An Amazon Web Services employee working on the issue accidentally switched off more computer servers than intended at 9:37 a.m. Seattle time, resulting in errors that cascaded through the company’s S3 service, Amazon said in a statement Thursday. S3 is used to house data, manage apps and software downloads by nearly 150,000 sites, including ESPN.com and aol.com, according to SimilarTech.com.
“We are making several changes as a result of this operational event,” Amazon said in a statement. “While removal of capacity is a key operational practice, in this instance, the tool used allowed too much capacity to be removed too quickly. We have modified this tool to remove capacity more slowly and added safeguards to prevent capacity from being removed when it will take any subsystem below its minimum required capacity level.”
AWS is the company’s fastest-growing and most-profitable division, generating $3.5 billion in revenue in the fourth quarter.
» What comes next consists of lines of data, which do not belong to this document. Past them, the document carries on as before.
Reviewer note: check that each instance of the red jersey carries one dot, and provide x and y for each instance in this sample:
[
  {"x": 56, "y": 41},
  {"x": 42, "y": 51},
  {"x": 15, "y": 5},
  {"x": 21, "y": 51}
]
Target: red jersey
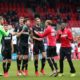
[
  {"x": 65, "y": 37},
  {"x": 79, "y": 44},
  {"x": 50, "y": 33}
]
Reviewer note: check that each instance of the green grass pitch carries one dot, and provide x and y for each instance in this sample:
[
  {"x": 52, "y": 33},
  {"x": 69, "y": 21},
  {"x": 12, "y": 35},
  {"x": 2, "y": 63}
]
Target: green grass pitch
[{"x": 12, "y": 72}]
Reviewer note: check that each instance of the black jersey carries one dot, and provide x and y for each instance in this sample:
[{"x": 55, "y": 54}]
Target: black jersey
[
  {"x": 39, "y": 29},
  {"x": 6, "y": 41},
  {"x": 23, "y": 39}
]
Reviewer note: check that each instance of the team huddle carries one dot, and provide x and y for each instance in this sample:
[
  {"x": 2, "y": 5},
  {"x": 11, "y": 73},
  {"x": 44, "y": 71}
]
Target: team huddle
[{"x": 37, "y": 33}]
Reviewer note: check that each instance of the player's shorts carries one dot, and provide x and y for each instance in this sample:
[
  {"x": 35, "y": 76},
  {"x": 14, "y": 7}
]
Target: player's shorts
[
  {"x": 6, "y": 54},
  {"x": 23, "y": 49},
  {"x": 15, "y": 48},
  {"x": 65, "y": 52},
  {"x": 51, "y": 51},
  {"x": 38, "y": 48}
]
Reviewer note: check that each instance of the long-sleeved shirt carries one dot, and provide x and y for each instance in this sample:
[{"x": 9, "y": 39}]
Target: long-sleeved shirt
[
  {"x": 50, "y": 34},
  {"x": 2, "y": 32},
  {"x": 65, "y": 37}
]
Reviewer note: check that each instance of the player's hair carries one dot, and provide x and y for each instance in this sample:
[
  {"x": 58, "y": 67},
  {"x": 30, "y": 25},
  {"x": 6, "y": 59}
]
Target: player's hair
[
  {"x": 26, "y": 19},
  {"x": 1, "y": 18},
  {"x": 49, "y": 22},
  {"x": 21, "y": 18}
]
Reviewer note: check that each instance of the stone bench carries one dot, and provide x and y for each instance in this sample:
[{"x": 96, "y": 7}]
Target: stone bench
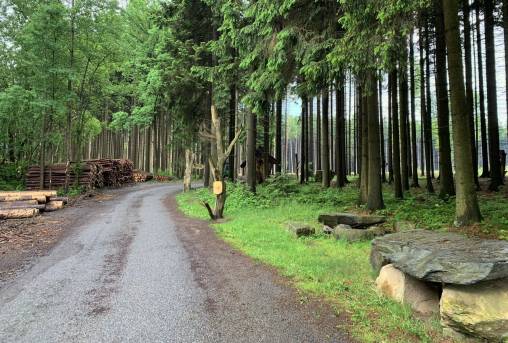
[
  {"x": 300, "y": 229},
  {"x": 463, "y": 279}
]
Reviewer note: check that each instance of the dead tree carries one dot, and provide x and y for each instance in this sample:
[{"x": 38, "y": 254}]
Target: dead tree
[{"x": 217, "y": 163}]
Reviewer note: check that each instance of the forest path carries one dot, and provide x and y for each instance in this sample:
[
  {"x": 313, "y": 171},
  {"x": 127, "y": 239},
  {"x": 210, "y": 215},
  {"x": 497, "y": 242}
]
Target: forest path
[{"x": 137, "y": 270}]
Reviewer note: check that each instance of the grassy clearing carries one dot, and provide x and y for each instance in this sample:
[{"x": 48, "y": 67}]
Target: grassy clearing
[{"x": 322, "y": 266}]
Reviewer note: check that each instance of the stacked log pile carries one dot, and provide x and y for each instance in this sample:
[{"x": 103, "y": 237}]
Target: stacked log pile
[
  {"x": 29, "y": 204},
  {"x": 142, "y": 176},
  {"x": 88, "y": 174}
]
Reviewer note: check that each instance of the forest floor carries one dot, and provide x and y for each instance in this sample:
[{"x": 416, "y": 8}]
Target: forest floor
[{"x": 336, "y": 270}]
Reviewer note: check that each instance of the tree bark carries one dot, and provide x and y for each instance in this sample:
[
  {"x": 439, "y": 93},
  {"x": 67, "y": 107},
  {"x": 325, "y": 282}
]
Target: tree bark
[
  {"x": 251, "y": 151},
  {"x": 375, "y": 196},
  {"x": 443, "y": 115},
  {"x": 414, "y": 154},
  {"x": 397, "y": 181},
  {"x": 404, "y": 114},
  {"x": 481, "y": 91},
  {"x": 493, "y": 125},
  {"x": 325, "y": 146},
  {"x": 364, "y": 147},
  {"x": 467, "y": 209},
  {"x": 426, "y": 120}
]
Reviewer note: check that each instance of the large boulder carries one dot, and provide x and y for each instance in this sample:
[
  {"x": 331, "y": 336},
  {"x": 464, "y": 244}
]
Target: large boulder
[
  {"x": 353, "y": 220},
  {"x": 442, "y": 257},
  {"x": 479, "y": 310},
  {"x": 299, "y": 229},
  {"x": 405, "y": 289}
]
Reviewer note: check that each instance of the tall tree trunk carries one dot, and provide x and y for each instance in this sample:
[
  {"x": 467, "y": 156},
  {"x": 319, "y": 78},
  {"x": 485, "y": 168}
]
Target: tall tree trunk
[
  {"x": 469, "y": 87},
  {"x": 390, "y": 129},
  {"x": 381, "y": 129},
  {"x": 278, "y": 135},
  {"x": 266, "y": 139},
  {"x": 251, "y": 151},
  {"x": 325, "y": 146},
  {"x": 231, "y": 130},
  {"x": 505, "y": 30},
  {"x": 467, "y": 209},
  {"x": 495, "y": 165},
  {"x": 318, "y": 133},
  {"x": 340, "y": 132},
  {"x": 427, "y": 130},
  {"x": 481, "y": 91},
  {"x": 364, "y": 147},
  {"x": 375, "y": 196},
  {"x": 414, "y": 154},
  {"x": 443, "y": 115},
  {"x": 404, "y": 114},
  {"x": 397, "y": 180},
  {"x": 303, "y": 142}
]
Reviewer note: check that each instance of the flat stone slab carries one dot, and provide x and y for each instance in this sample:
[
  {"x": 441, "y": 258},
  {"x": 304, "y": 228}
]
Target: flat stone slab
[
  {"x": 349, "y": 234},
  {"x": 447, "y": 258},
  {"x": 354, "y": 220},
  {"x": 300, "y": 229}
]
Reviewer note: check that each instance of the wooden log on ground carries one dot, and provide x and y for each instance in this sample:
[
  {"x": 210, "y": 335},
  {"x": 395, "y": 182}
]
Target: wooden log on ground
[
  {"x": 53, "y": 206},
  {"x": 36, "y": 193},
  {"x": 18, "y": 213},
  {"x": 40, "y": 198},
  {"x": 17, "y": 205}
]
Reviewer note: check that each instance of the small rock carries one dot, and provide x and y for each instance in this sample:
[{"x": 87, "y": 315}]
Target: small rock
[
  {"x": 301, "y": 229},
  {"x": 480, "y": 310},
  {"x": 403, "y": 225},
  {"x": 407, "y": 290},
  {"x": 353, "y": 220},
  {"x": 346, "y": 232},
  {"x": 327, "y": 230}
]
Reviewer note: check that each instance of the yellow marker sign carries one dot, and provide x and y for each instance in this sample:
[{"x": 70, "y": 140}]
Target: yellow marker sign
[{"x": 218, "y": 187}]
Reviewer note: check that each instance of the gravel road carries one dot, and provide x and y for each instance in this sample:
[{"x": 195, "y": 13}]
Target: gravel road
[{"x": 136, "y": 270}]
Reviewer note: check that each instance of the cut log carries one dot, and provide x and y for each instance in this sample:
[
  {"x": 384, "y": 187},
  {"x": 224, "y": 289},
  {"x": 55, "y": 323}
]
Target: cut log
[
  {"x": 53, "y": 206},
  {"x": 40, "y": 198},
  {"x": 10, "y": 205},
  {"x": 36, "y": 193},
  {"x": 64, "y": 199},
  {"x": 18, "y": 213}
]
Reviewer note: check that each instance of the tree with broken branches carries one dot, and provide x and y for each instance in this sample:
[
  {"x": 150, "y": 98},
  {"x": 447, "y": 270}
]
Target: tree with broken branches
[{"x": 217, "y": 162}]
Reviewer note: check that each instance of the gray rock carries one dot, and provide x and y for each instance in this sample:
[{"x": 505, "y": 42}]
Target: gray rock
[
  {"x": 479, "y": 310},
  {"x": 442, "y": 257},
  {"x": 346, "y": 232},
  {"x": 327, "y": 230},
  {"x": 405, "y": 289},
  {"x": 403, "y": 226},
  {"x": 299, "y": 229},
  {"x": 353, "y": 220}
]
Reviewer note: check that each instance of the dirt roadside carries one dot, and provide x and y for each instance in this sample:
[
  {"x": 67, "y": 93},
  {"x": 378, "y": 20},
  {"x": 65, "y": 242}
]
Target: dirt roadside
[
  {"x": 24, "y": 241},
  {"x": 237, "y": 286}
]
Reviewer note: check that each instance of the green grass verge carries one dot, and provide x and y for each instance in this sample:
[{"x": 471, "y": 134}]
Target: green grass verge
[{"x": 321, "y": 266}]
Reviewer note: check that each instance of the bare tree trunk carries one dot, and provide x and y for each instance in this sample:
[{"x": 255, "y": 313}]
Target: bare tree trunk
[
  {"x": 443, "y": 114},
  {"x": 397, "y": 181},
  {"x": 483, "y": 122},
  {"x": 467, "y": 209},
  {"x": 375, "y": 196},
  {"x": 251, "y": 151},
  {"x": 404, "y": 114},
  {"x": 414, "y": 154},
  {"x": 493, "y": 125},
  {"x": 278, "y": 135},
  {"x": 325, "y": 147}
]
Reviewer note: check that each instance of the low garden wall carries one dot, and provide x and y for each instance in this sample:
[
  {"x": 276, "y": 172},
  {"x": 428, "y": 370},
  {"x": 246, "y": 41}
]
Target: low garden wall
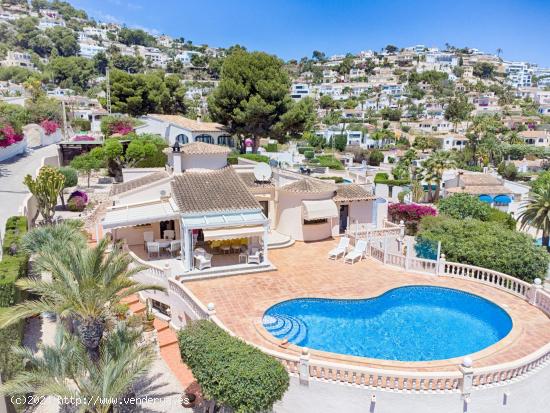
[{"x": 13, "y": 150}]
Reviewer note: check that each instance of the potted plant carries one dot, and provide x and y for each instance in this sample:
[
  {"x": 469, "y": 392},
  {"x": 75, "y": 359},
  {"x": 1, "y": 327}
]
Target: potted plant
[
  {"x": 121, "y": 310},
  {"x": 192, "y": 395},
  {"x": 148, "y": 320}
]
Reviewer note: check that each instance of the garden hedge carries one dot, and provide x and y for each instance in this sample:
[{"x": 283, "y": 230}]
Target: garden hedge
[
  {"x": 487, "y": 245},
  {"x": 14, "y": 263},
  {"x": 230, "y": 371}
]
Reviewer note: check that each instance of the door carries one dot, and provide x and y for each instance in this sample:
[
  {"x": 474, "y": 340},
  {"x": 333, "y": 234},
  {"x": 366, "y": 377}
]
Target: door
[
  {"x": 265, "y": 208},
  {"x": 344, "y": 212}
]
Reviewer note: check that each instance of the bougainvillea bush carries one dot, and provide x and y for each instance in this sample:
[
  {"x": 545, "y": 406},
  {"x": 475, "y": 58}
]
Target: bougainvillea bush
[
  {"x": 80, "y": 138},
  {"x": 49, "y": 126},
  {"x": 411, "y": 214},
  {"x": 80, "y": 194},
  {"x": 9, "y": 136}
]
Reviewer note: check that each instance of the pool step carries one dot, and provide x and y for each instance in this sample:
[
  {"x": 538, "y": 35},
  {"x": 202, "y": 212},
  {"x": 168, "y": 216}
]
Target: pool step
[{"x": 286, "y": 327}]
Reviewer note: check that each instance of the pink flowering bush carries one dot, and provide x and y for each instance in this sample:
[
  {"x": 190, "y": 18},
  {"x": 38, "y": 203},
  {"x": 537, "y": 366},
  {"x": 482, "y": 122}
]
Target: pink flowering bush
[
  {"x": 49, "y": 126},
  {"x": 121, "y": 127},
  {"x": 411, "y": 214},
  {"x": 81, "y": 138},
  {"x": 8, "y": 136}
]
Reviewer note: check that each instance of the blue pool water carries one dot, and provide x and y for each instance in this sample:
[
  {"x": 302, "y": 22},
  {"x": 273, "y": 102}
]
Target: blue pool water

It’s the biggest public cloud-services provider, with data centers around the world that handle the computing power for many large companies, such as Netflix Inc. and Capital One Corp. Amazon and competitors like Microsoft Corp. and Alphabet Inc.’s Google are growing their cloud businesses as customers find it more efficient to shift their data storage and computer processes to the cloud rather than maintaining those functions on their own. Widespread adoption also increases the likelihood that problems with one service can have sweeping ramifications online.